The code above does the following:

- Defines a `loadConversation` function which calls the `/api/c` route to fetch the conversation history based on the particular slug (i.e. the conversation ID).
- Uses the `useConversation` hook by ElevenLabs to display the toast when the instance is connected, and to sync the real-time message to Postgres using the `onMessage` callback.
- Defines a `connectConversation` function that instantiates a private conversation with the agent after obtaining a signed URL using the `/api/i` route.
- Defines a `disconnectConversation` function that disconnects the ongoing conversation with the agent.
- Creates a `useEffect` handler which on unmount, ends the ongoing conversation with the agent.
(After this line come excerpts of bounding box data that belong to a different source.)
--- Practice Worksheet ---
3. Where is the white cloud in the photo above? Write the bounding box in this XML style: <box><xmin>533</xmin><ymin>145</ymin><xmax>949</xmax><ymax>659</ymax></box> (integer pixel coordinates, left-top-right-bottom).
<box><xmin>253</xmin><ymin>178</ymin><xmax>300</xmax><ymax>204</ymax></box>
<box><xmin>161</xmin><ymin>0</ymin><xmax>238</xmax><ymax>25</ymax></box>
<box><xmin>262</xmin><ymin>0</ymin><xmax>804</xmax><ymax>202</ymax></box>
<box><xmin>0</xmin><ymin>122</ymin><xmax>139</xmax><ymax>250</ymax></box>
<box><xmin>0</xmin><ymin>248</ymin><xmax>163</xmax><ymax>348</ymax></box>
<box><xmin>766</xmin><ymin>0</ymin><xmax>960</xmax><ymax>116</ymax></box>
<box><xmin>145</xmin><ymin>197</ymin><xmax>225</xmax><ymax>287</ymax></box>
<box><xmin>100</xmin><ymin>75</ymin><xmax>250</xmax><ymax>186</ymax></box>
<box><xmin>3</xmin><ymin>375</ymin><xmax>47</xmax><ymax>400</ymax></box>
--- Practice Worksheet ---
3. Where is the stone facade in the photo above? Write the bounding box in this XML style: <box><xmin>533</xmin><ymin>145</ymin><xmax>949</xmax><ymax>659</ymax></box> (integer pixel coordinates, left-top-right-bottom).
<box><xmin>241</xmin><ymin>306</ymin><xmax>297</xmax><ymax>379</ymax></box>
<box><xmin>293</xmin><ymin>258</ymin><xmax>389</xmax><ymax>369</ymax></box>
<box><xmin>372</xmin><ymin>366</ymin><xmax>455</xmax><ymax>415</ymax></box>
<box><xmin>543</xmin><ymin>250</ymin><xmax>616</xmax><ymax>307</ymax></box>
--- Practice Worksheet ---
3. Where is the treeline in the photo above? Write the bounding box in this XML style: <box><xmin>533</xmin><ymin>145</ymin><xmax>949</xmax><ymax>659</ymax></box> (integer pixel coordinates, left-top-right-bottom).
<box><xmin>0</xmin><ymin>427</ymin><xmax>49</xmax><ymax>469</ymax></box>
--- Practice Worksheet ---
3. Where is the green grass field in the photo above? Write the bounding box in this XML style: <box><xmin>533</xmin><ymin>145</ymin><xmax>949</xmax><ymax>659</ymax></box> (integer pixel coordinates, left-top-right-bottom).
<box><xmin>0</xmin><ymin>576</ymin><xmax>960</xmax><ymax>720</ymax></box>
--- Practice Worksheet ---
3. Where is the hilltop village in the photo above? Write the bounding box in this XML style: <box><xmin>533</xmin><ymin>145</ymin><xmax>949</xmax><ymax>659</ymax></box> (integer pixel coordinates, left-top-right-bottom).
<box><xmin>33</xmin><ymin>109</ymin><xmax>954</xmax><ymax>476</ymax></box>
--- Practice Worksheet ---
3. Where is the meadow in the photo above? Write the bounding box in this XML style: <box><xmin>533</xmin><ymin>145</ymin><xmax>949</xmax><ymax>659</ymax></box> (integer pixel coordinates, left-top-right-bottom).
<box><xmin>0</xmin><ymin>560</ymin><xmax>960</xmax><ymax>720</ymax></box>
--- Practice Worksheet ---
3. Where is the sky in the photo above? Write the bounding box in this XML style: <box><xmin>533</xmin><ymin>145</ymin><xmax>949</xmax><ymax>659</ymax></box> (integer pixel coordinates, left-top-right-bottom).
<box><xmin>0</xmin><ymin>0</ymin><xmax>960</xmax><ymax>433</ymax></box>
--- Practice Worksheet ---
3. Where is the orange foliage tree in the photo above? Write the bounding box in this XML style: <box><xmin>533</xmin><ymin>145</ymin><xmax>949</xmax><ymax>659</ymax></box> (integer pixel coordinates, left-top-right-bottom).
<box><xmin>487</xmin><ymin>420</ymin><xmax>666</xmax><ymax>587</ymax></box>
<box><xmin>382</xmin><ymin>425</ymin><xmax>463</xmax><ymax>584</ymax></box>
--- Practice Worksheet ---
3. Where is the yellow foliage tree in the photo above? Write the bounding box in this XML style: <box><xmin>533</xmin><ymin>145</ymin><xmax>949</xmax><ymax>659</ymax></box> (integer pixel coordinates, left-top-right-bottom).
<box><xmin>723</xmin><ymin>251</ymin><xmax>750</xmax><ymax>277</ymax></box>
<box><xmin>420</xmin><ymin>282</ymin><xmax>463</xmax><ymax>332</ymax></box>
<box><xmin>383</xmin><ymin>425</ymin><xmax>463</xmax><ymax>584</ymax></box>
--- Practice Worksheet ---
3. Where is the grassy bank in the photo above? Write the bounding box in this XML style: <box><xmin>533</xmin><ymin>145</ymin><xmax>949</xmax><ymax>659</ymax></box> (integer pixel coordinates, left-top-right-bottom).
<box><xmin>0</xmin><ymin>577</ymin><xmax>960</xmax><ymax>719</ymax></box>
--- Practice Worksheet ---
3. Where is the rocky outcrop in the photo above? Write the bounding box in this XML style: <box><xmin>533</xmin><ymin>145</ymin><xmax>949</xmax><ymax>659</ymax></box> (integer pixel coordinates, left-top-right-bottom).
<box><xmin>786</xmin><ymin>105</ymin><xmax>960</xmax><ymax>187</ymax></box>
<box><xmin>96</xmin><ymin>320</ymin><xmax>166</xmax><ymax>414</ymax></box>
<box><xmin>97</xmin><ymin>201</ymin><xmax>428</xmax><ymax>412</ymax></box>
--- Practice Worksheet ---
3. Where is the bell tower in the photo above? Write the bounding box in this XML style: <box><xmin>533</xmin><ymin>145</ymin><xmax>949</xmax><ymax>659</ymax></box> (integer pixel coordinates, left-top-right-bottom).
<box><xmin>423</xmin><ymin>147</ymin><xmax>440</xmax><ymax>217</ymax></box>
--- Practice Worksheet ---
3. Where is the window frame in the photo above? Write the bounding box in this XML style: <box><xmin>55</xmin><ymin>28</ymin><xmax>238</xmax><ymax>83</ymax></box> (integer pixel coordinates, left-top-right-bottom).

Next, import the `TextAnimation` component which displays different state of the conversation, whether AI is listening or speaking (and what if so).

```tsx ins={4,10-15}
'use client';

// ... Existing imports ...
import TextAnimation from '@/components/TextAnimation';

export default function () {
  // ... Existing code ...
  return (
    <>
      <TextAnimation
        currentText={currentText}
        onStopListening={handleStopListening}
        onStartListening={handleStartListening}
        isAudioPlaying={conversation.isSpeaking}
      />
    </>
  );
}
```

Finally, add a `Show Transcript` button that displays the conversation history stored in Neon to the user.

```tsx ins={4,5,9,13-37}
'use client';

// ... Existing imports ...
import { X } from 'react-feather';
import Message from '@/components/Message';

export default function () {
  // ... Existing code ...
  const [isTranscriptOpen, setIsTranscriptOpen] = useState(false);
  return (
    <>
      {/* Existing code */}
      {messages.length > 0 && (
        <button
          className="fixed right-4 top-2 text-sm underline"
          onClick={() => setIsTranscriptOpen(!isTranscriptOpen)}
        >
          Show Transcript
        </button>
      )}
      {isTranscriptOpen && (
        <div className="fixed inset-0 z-50 flex items-center justify-center bg-black bg-opacity-50">
          <div className="max-h-[90%] max-w-[90%] overflow-y-scroll rounded bg-white p-4 text-black shadow-lg">
            <div className="flex flex-row items-center justify-between">
              <span>Transcript</span>
              <button onClick={() => setIsTranscriptOpen(false)}>
                <X />
              </button>
            </div>
            <div className="mt-4 flex flex-col gap-y-4 border-t py-4">
              {messages.map((conversationItem) => (
                <Message key={conversationItem.id} conversationItem={conversationItem} />
              ))}
            </div>
          </div>
        </div>
      )}
    </>
  );
}
```

Now, let's move on to deploying the application to Vercel.

## Deploy to Vercel

The repository is now ready to deploy to Vercel. Use the following steps to deploy:

- Start by creating a GitHub repository containing your app's code.
- Then, navigate to the Vercel Dashboard and create a **New Project**.
- Link the new project to the GitHub repository you've just created.
- In **Settings**, update the **Environment Variables** to match those in your local `.env` file.
- Deploy.

* [Pulse](https://github.com/neondatabase-labs/pulse): A Real-Time AI Voice Assistant

## Summary

In this guide, you learned how to build a real-time AI voice assistant using ElevenLabs and Next.js, integrating it with a Postgres database to store and retrieve conversation histories. You explored the process of setting up a serverless database, creating a customizable AI agent, and implementing a user-friendly interface with animations and message handling. By the end, you gained hands-on experience connecting various technologies to create a fully functional AI voice assistant application.